Do you then try and get it back to where it was or work on with what you’ve got?

‘I work with what I’ve got. I know I’ve got to ride it – you’re in a game at that point and you’ve got to try and pull the strings because I try to make marks and each mark is like the way you play a note – you have to decide how you’re going to play it – but when you’re really on form or you’re really in it you don’t even think about the way you’re playing it, you just play. Sometimes you’re just awful and you say, “None of this works,” but then, often, you can turn a corner and, because it really doesn’t work, you’ll make a huge leap because, “Fuck it. I might as well try this and this.” You do two or three things and then suddenly you think, “There’s something in that.”

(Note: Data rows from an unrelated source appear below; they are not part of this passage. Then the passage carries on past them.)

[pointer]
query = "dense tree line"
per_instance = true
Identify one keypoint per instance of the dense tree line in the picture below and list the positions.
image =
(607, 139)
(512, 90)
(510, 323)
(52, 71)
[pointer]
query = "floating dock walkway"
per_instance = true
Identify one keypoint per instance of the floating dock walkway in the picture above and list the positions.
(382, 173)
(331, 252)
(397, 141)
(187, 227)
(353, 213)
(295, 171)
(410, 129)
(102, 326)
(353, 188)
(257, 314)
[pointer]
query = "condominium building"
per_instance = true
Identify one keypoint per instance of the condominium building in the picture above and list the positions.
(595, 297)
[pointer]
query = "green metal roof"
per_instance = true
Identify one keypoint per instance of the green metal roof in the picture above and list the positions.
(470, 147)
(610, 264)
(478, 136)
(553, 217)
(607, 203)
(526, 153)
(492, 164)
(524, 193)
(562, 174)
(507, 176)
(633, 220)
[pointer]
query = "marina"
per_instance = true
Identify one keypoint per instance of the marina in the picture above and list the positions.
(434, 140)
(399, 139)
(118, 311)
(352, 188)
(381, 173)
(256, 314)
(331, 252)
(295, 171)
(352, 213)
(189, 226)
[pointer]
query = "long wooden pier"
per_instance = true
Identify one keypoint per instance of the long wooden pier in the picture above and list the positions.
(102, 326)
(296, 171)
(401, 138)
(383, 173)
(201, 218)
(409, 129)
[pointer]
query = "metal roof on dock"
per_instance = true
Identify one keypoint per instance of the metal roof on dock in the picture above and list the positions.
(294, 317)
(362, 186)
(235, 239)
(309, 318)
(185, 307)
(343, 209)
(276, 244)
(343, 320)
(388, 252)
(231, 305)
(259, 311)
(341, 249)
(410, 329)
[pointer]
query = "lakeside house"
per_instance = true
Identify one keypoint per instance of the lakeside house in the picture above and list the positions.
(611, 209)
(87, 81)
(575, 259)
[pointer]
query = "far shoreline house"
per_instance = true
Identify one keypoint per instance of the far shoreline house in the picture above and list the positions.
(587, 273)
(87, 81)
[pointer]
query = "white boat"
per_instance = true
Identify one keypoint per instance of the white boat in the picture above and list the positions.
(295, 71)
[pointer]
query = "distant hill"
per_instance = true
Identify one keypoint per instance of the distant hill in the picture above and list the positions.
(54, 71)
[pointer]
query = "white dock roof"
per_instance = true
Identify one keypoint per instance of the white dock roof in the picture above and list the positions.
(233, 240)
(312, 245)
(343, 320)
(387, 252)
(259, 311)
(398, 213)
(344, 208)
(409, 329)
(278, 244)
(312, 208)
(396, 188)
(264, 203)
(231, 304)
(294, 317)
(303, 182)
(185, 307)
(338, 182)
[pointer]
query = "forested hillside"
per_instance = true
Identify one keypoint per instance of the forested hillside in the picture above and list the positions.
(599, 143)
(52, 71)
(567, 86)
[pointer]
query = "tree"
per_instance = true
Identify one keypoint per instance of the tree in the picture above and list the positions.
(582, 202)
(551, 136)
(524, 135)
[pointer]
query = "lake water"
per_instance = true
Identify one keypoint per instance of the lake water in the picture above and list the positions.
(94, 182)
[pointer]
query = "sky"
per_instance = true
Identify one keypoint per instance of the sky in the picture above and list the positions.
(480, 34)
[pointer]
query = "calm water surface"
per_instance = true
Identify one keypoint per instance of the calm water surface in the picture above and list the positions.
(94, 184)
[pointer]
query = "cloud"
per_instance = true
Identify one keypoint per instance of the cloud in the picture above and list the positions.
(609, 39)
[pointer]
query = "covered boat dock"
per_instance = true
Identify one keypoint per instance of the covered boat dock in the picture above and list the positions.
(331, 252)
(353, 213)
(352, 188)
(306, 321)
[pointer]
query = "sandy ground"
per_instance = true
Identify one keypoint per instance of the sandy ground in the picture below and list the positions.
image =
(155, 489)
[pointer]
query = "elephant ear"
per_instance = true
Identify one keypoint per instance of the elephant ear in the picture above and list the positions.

The mixing of the colours beforehand gives you the ability to get to that space.’

You’re grounded by that.

‘I know I’ve got a sort of safety net. If all else fails I can scrape it all down and just panel-in that tone and it will smooth that side of the neck, or whatever, but the best bits of my paintings usually come out of mistakes. A sort of desperation; it’s like driving and getting lost, not having a map and going another way and then, suddenly, you’ve got to the place you wanted to get to but you’ve gone by a different route.’

• • • • •

The ground floor of the studio consists of a single open room stretching from concertina doors at the front to multi-paned windows at the back. Jenny’s drawing studio takes up about a quarter of the floor space – a curtain of clear plastic sheet hangs down to divide this portion off and contain the warmth of two electric fan heaters which buzz and tick beside us now as we stand, surrounded on three sides by large charcoal drawings of mother and child. Inspired by Leonardo da Vinci, *each cartoon is over-drawn to depict multiple scenes, like a triple-exposed film – the figures frozen in three acts. My eyes pick up and follow a line, a leg or a hand, and then recognise the rest of the drawing to which it belongs before skipping over to another detail or action. It’s quite disorientating and in these moments the babies seem to be multi-limbed and flailing … and I realise, standing there, how quickly I’ve taken for granted how mind-blowing Jenny’s work is because I’m describing it as disorientating and hypnotic when what I should be telling you is what it’s like to stand with an artist in the space where she creates work that I imagine would delight the pillars of the Renaissance. It’s shock and awe. It’s awesome and very moving … and I don’t want to jump ahead and spoil the end but I wasn’t able to revisit Jenny after this meeting and that aspect of this chapter – it being a unique four-hour encounter – means the details are rendered rich and vivid in my mind. We got a lot done, talked and walked around before the work, peered close where the paint became a livid landscape and smelt of sour gummy turps and stood back where the apparently disparate shards and pocks of paintings focused to form these remarkable wholes. We drank tea. We spoke about Duncan Jones’s film Moon, W.G. Sebald’s De Emigrés and I told Jenny about G.K. Chesterton’s essay ‘A Defence of Skeletons’ *and then it was over and I was back out on the street and everything was prosaic by comparison for a long time afterwards, the focus and colour lost – as if I’d been drinking tea with a phoenix and now had to go back to rubbing two sticks together.